Naika Reviews “Midnight Diner: Tokyo Stories” from Netflix


Despite my huge love for manga and anime, I believe you learn more about Japanese culture through television and film.  So what better way for you to soak it all in than to binge watch the newest season of a long running Japanese TV show adapted from a food manga?  Originally known as Shinya Shokudo, Netflix was able to get the rights to a brand new 4th season for 2016 called Midnight Diner: Tokyo Stories.  It’s great television with lots of heart as we see the comings and goings of various patrons as they shack up a late night snack with our titular owner chef.  Portrayed by Kaoru Kobayashi, the “Master” is a quiet but warm character who acts as the silent cauldron that warms the broth of each new character’s story.  Whether it simmers, goes flat or boils over is something you’ll cherish as each episode slowly unfolds.

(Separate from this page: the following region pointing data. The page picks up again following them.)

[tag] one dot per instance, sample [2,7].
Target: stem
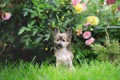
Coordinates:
[107,34]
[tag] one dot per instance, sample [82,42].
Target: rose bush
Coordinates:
[30,25]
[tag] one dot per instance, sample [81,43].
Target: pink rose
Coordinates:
[6,16]
[86,34]
[84,6]
[89,41]
[74,2]
[87,24]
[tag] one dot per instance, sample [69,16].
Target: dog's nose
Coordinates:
[60,45]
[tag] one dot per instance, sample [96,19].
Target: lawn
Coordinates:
[29,71]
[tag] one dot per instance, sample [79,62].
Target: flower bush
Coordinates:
[30,24]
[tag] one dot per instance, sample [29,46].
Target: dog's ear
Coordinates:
[69,32]
[56,31]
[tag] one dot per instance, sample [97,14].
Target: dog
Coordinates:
[62,52]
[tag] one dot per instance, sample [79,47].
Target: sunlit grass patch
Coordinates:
[28,71]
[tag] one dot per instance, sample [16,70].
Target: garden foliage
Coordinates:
[30,24]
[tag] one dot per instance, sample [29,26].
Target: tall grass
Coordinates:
[28,71]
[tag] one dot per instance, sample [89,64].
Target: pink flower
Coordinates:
[90,41]
[87,24]
[84,6]
[74,2]
[6,16]
[86,34]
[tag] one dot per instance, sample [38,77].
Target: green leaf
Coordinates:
[21,30]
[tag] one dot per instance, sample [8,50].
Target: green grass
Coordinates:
[28,71]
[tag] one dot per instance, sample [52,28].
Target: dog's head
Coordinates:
[62,40]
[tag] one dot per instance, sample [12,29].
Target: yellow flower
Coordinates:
[78,8]
[93,20]
[97,11]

Right away, the opening theme does its job in setting the mood for the show as it gracefully paints us a picture of a vibrant yet lonely Tokyo with hundreds of people scrambling into the night in search of something.  Little by little, the theme song allows us to travel to a quiet alleyway with our Master as he sets up shop.  We see him smoke, cook, clean and settle in as he narrates his hours (Midnight to 7 am) like a Bob Ross in the kitchen.  I can only speak for myself, but seeing the opening alone had me hooked and I’m certain it will do the same for you.


Each episode of Midnight Diner focuses on a new patron to the Master’s eatery and a story in their life that comes slowly into focus by way of food.  This is facilitated thanks to our chef’s simple policy where, despite his bare-bones menu, he will cook whatever you want if he has the ingredients to do so.  This provides the catalyst for every episode where each new dish acts as a window into the life of every new customer.  Thus, the Master not only acts as our narrator, but as a sturdy beam of support that facilitates the wonderful interactions that take place under the roof of his restaurant.  In addition, each episode ends with a nice yet brief lesson in cooking it’s featured dish, so you’ll always walk away with a new recipe to try at home.  With all this in mind, Midnight Diner may seem like strange viewing at first, but like soup simmering in a pot, it pays handsomely if you give it time and patience.

Ambiance is also a silent yet riveting element in Midnight Diner.  The Master’s eatery is low-key, yet it’s filled with a warm, welcoming air.  Right away, you’ll notice a simple three-sided counter-top, a cuckoo clock, a scant yet earnest menu written on the wall and even an old CRTV that he never uses.  Yet the greatest tool the show employs for this ambiance is the colorful cast of regulars that dine in and out for each episode.  There’s the older guy who’s ALWAYS there with a cap on his head.  There’s Ryu the gangster, played by Kodoku no Gurume’s Yutaka Matsushige.  There’s the joyful transvestite with a mysterious past.  There’s a duo of detectives who bicker about everything, plus a patrolman who we all know is the famous Jo Odagiri.  There’s also many more, including the gossipy, ever-talkative Ochazuke sisters, who happen to be my personal favorites.  It’s this ambiance and everyday banter from the cast that allows each episode’s new patron to be fleshed-out fully as individuals with a lifetime of tales.


Now these tales may seem a bit different to the rest of us here in the West, but I urge you to have an open mind.  Midnight Diner is a slice-of-life show that does its best to ease you into the urban realities of a lonely Tokyo, but leaves it up to you to digest it.  Some of the stories feature people running away from their past.  Other stories present people who confront it.  One episode features a patron who loves to knit sweaters for her crushes, only to find out that someone else may have one for her.  We have tales about brothers lost and found, tales of Mahjong hustlers and even a very merry New Year’s episode.  One stand-out episode features Korean actress Go Ah-sung as she navigates her romance with a quirky Physicist in the midst of intercultural disapproval from both parties’ families.  Yet despite the ups and downs that we see throughout the show, the Master is always there to provide that dish and that moment where food intersects with life in silent appreciation.

Midnight Diner: Tokyo Stories is a wonderful series where one man’s culinary quest gives life to the many that toil under the shadows of a neon-bright Tokyo.  Though each dish the Master makes is simple in stature, its importance grows as each new character lays eyes on it.  Every bite reveals something about someone, with the Master acting as the solitary man holding all the narrative threads together.  Nevertheless, the show is not his alone.  Like ships passing each other in a harbor, regulars come and go as they please, yet for whatever time they have left in the night, these individuals make it count with their banter, their eavesdropping, their eating and ultimately, their willingness to engage, to empathize and to care.  It’s this sense of belonging, of community and of inclusion that makes this show such a delight.  Midnight Diner is a soft-spoken reminder that for every story that we carry with us, there is a refuge, like a lantern in the darkness, for it to be shared under the warmth of companionship, the promise of fine food and the sincere presence of a true master.